Cerebras Recruitment Team

StudySmarter Expert Advice🤫

We think this is how you could land Staff Engineer (ML Engineer) in London

Join Local Tech Meetups

Get out there and mingle with fellow developers by joining local tech meetups. It’s a fantastic way to meet people who might be working at Cerebras or know someone who does. Plus, you can pick up some trendy tech skills and trends while you're at it!

Contribute to Open Source Projects

Show off your coding chops by jumping into open-source projects. Not only does this give you practical experience, but it also gets you noticed in the dev community. You'll create a killer portfolio that speaks volumes about your skills to Cerebras.

Tap into Online Developer Communities

Don’t underestimate the power of online developer communities like GitHub, Stack Overflow, and even Reddit. Participate in discussions, share your projects, and build your visibility. We can often find opportunities through these channels that can lead to a full-time gig at companies like Cerebras.

Explore Job Boards Specifically for Tech Roles

Keep your eyes peeled on job boards that focus on tech roles. Sites like TechCareers or Stack Overflow Jobs can often have listings for companies like Cerebras that might not show up on broader job sites. Make it a habit to check these regularly, and don’t hesitate to apply directly through our website!

We think you need these skills to ace Staff Engineer (ML Engineer) in London

Machine Learning Systems
AI Concepts
Model Behaviour
Performance Testing
Reliability Testing
Correctness Validation
ML Frameworks (e.g. PyTorch, TensorFlow, JAX)

Some tips for your application 🫡

Show off your coding skills:When applying for a software engineering role, it's super important to showcase your coding skills. Make sure your CV includes your tech stack, any relevant programming languages you’re comfortable with, and examples of projects you've worked on. If you have a GitHub profile, link it up! We love to see code in action.

Tailor your portfolio:For a full-time role, we’d expect to see some solid examples of your work in your portfolio. Make sure to include at least two or three projects that highlight your problem-solving skills and your ability to work with different technologies. Focus on the projects that are most relevant to the position at Cerebras.

Craft a killer cover letter:Your cover letter is your chance to stand out—make it personal! Explain why you want to work at Cerebras and how your skills align with the role. Show us your passion for software development. We dig enthusiastic candidates who understand the value of collaboration and continuous learning!

Be clear and concise:When it comes to writing your CV and cover letter, clarity is key. Avoid jargon that could confuse us and stick to simple, direct language. Highlight your achievements with quantifiable results where possible, and keep everything easy to read. A well-organised application goes a long way!

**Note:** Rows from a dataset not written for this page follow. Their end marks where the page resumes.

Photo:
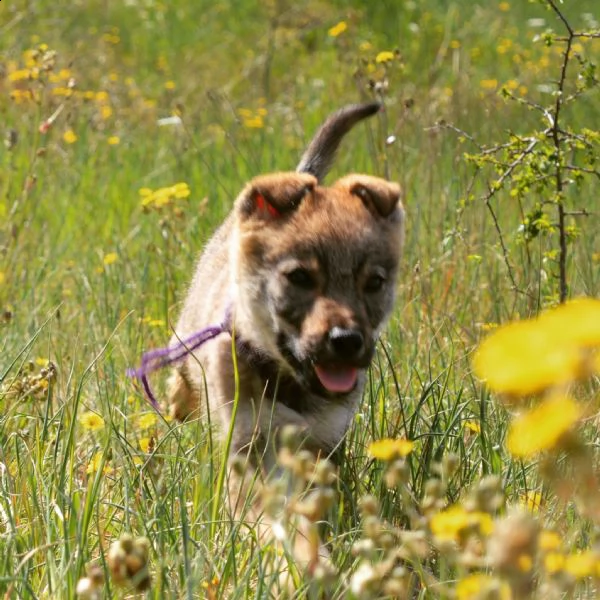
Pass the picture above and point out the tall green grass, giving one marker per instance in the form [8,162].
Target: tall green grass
[66,207]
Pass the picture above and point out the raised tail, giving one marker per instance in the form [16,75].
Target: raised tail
[319,155]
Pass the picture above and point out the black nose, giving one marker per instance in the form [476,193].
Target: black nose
[346,343]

How to prepare for a job interview at Cerebras

Brush Up on Your Coding Skills

For a full-time software engineering role, it's crucial that we stay sharp with our coding abilities. Expect technical questions that might involve solving problems on the spot or discussing algorithms. Practise on platforms like LeetCode or HackerRank to get comfortable with the types of questions that often come up.

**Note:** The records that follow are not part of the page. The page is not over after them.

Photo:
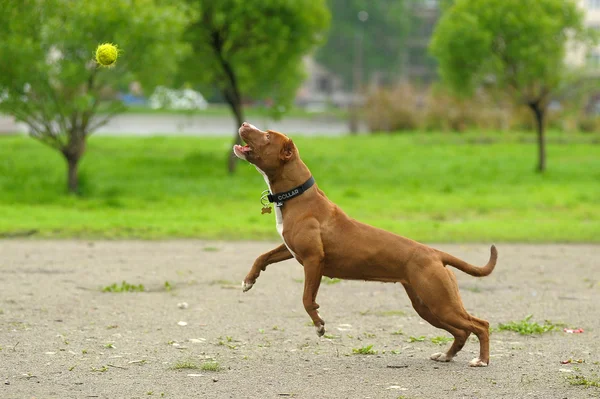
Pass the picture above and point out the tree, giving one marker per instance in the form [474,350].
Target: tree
[253,49]
[48,78]
[515,45]
[381,30]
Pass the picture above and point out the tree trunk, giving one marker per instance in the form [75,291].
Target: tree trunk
[72,175]
[236,108]
[540,114]
[73,153]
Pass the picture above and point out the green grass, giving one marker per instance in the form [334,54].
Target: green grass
[580,380]
[429,187]
[526,327]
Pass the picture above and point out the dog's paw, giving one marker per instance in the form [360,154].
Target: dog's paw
[477,362]
[246,286]
[320,330]
[440,357]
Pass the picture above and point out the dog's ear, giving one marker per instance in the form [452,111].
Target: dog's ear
[287,151]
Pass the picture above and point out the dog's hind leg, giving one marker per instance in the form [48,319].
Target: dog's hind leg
[460,336]
[313,268]
[438,291]
[278,254]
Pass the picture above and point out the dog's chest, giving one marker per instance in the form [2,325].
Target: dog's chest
[278,213]
[279,226]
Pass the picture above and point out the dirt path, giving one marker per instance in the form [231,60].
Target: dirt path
[60,337]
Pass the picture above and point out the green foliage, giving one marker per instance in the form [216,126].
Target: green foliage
[123,287]
[436,188]
[520,45]
[253,48]
[525,327]
[52,82]
[383,35]
[515,45]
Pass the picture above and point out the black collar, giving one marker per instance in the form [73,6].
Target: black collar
[280,198]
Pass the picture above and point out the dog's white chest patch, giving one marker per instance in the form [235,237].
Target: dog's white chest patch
[278,214]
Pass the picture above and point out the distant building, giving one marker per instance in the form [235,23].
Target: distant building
[418,65]
[321,89]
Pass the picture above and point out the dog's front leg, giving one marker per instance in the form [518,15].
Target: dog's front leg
[278,254]
[313,269]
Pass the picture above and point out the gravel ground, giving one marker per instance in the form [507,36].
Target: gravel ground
[61,337]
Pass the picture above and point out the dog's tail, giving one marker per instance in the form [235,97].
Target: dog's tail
[448,259]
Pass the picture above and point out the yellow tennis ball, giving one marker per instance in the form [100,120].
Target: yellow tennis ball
[106,54]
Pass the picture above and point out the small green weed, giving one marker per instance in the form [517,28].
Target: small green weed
[185,365]
[584,381]
[441,340]
[210,366]
[365,350]
[383,313]
[123,287]
[525,327]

Know Your Tools and Frameworks

Make sure we’re well-acquainted with the tools and technologies listed in the job description. Familiarise ourselves with any specific frameworks or programming languages mentioned. If Cerebras uses React or Node.js, for instance, be ready to discuss how we’ve used them in previous projects or coursework.

Showcase Your Projects

Bring along a portfolio that highlights our best work. This could be code samples, GitHub repositories, or any side projects we’ve built. Make sure we can talk through our thought process for each project, especially the challenges we faced and how we solved them—this shows our problem-solving skills in action.

Prepare for Behavioural Questions

While technical skills are key, full-time positions also require cultural fit. Be ready to discuss our previous experiences and how we handle teamwork, conflict, and deadlines. Brush up on the STAR method—Situation, Task, Action, Result—to clearly articulate our past experiences when discussing how we've contributed to a team.